Aux XVIIe et XVIIIe siècles, le comparatisme s’accentue avec la multiplication des récits de voyages, par exemple de missionnaires chez les Indiens d’Amérique, de Bernier aux Indes, de Cook, La Perouse, Bougainville en Océanie, d’Adanson au Sénégal, etc. Même s’il s’y mêle du romanesque, du fantastique et du monstrueux, l’information documentaire est présente, que synthétisent les philosophes et encyclopédistes, Montesquieu, Voltaire, Rousseau, Helvétius, Diderot, Condorcet….En 1799 est fondée une société des « Observateurs de l’Homme » qui se propose de comparer des peuples de l’Antiquité, les peuples sauvages et les peuples indigents (sourds-muets).

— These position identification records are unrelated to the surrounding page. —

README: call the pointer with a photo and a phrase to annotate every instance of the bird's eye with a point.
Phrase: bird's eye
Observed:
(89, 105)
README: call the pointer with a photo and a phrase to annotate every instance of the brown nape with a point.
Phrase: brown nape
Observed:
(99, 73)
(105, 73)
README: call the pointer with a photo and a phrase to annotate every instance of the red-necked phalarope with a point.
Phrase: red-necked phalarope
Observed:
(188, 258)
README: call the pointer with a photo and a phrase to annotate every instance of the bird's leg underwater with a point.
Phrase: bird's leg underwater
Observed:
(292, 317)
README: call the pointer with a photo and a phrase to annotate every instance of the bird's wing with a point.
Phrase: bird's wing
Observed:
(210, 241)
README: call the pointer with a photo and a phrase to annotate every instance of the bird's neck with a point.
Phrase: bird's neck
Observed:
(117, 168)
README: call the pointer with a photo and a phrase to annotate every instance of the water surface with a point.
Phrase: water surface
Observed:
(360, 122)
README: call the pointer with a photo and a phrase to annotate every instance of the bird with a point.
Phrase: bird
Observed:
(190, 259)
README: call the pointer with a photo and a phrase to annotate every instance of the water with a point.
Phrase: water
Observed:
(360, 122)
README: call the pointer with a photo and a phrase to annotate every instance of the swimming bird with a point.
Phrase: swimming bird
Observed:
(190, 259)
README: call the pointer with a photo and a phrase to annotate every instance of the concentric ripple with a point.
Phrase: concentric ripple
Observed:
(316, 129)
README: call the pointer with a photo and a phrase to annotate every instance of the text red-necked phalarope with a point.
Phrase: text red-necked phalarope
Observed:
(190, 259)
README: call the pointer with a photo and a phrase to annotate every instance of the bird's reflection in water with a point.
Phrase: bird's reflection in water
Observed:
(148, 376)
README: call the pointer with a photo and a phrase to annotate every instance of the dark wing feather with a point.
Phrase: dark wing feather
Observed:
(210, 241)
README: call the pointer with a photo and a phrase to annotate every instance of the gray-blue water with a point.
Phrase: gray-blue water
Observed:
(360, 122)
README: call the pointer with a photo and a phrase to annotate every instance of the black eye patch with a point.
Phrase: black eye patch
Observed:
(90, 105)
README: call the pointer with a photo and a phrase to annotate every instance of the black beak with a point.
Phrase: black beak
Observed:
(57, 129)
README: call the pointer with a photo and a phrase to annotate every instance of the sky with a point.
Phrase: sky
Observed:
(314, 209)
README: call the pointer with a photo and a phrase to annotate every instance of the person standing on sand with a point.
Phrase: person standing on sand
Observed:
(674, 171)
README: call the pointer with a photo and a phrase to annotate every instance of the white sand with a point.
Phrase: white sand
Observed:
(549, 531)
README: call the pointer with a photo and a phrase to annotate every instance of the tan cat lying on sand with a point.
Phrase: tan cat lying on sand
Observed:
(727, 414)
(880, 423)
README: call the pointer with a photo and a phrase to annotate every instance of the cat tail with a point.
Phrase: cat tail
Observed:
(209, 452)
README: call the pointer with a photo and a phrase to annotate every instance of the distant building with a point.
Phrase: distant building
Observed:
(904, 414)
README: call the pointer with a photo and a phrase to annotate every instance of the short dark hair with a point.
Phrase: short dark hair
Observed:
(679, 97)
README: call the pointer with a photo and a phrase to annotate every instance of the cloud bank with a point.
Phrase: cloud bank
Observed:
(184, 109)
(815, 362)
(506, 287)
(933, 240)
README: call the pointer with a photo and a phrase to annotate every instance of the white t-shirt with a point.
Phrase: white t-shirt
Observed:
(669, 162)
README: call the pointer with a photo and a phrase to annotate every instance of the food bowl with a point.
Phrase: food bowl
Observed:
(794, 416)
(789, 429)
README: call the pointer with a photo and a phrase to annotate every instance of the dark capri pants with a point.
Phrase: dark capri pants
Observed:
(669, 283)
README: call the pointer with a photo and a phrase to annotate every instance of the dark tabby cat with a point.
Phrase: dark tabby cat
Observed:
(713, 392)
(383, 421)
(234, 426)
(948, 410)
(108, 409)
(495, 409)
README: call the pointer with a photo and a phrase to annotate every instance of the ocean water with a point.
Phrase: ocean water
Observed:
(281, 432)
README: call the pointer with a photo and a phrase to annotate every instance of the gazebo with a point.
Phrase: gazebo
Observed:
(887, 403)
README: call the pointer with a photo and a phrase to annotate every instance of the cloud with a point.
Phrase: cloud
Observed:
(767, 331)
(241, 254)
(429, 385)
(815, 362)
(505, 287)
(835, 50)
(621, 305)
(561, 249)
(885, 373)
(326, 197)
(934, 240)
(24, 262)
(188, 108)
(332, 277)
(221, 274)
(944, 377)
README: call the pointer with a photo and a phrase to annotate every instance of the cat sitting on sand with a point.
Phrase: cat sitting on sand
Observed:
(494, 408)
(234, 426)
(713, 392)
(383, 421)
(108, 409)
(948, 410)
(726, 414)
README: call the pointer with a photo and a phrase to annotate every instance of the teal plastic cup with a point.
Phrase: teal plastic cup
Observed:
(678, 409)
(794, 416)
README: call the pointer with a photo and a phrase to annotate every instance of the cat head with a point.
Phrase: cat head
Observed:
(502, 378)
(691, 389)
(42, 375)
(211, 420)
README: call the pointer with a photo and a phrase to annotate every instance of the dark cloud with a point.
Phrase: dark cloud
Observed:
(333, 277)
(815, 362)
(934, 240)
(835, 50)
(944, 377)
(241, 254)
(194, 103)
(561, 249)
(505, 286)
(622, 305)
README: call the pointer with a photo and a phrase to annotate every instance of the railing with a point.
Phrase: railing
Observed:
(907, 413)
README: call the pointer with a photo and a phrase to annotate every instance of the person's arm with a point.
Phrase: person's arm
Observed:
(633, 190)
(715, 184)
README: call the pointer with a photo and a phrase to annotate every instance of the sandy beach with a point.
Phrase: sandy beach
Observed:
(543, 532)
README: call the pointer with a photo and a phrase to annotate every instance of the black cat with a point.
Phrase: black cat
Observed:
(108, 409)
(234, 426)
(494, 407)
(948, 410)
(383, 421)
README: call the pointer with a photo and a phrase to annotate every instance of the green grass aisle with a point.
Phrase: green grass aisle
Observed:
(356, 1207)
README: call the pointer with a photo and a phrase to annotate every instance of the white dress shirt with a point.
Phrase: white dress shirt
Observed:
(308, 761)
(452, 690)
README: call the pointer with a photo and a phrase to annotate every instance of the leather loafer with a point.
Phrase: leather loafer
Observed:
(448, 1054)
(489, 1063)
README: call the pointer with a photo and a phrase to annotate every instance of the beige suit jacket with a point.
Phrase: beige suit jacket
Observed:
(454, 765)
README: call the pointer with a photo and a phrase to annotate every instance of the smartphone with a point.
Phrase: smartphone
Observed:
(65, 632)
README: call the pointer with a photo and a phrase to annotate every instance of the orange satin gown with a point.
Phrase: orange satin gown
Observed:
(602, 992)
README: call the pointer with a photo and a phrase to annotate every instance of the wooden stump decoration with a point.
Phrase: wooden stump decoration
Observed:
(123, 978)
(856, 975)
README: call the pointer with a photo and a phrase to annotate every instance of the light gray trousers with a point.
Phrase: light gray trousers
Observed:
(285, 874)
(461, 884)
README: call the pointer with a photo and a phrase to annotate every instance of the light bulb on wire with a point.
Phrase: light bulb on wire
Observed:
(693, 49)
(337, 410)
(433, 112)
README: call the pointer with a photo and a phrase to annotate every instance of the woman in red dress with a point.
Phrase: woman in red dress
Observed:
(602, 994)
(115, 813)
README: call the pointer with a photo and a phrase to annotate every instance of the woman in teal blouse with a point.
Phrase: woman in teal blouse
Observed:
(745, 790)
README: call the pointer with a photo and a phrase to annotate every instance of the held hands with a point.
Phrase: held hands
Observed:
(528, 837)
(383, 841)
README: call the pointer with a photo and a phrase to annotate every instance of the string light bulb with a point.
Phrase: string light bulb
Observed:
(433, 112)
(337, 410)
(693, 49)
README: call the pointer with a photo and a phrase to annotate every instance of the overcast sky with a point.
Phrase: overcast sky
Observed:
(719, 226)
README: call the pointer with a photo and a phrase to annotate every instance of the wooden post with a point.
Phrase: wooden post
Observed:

De Gerando écrit même un guide d’enquête en 1800 : Considération sur les diverses méthodes à suivre dans l’observation des peuples sauvages. Sociétés savantes, associations à caractère ethnologique et folklorique, musées stockant les matériaux ethnographiques se multiplient durant tout le XIXe siècle, pendant que sous l’influence des naturalistes, on ne cesse de s’interroger sur les variétés de l’espèce humaine, sur les différences de culture et sur les étapes d’un prétendu progrès universel.

 

Fin de l’esclavage mais début d’une véritable conquête coloniale du monde ! Situé dans l’histoire, le discours anthropologique n’est pas innocent. Dans une conjoncture coloniale déterminée, il est celui de l’explorateur, du missionnaire, de l’administrateur, du juriste, ce qui ne préjuge en rien de la compétence et de la perspicacité de certains d’entre eux. Il devient peu à peu celui du spécialiste au moment où s’élaborent des théories qui vont traiter différemment le problème de l’Autre, le problème du rapport entre l’unité et la diversité de l’humanité.

 

 

Bibliographie :

 

COPANS Jean, Introduction à l’ethnologie et à l’anthropologie, Editions Nathan, Paris, 1996.

KILANI Mondher, Introduction à l’anthropologie, Editions Payot Lausanne, 1996.

RIVIERE Claude, Introduction à l’anthropologie, Editions Hachette, Paris, 1995.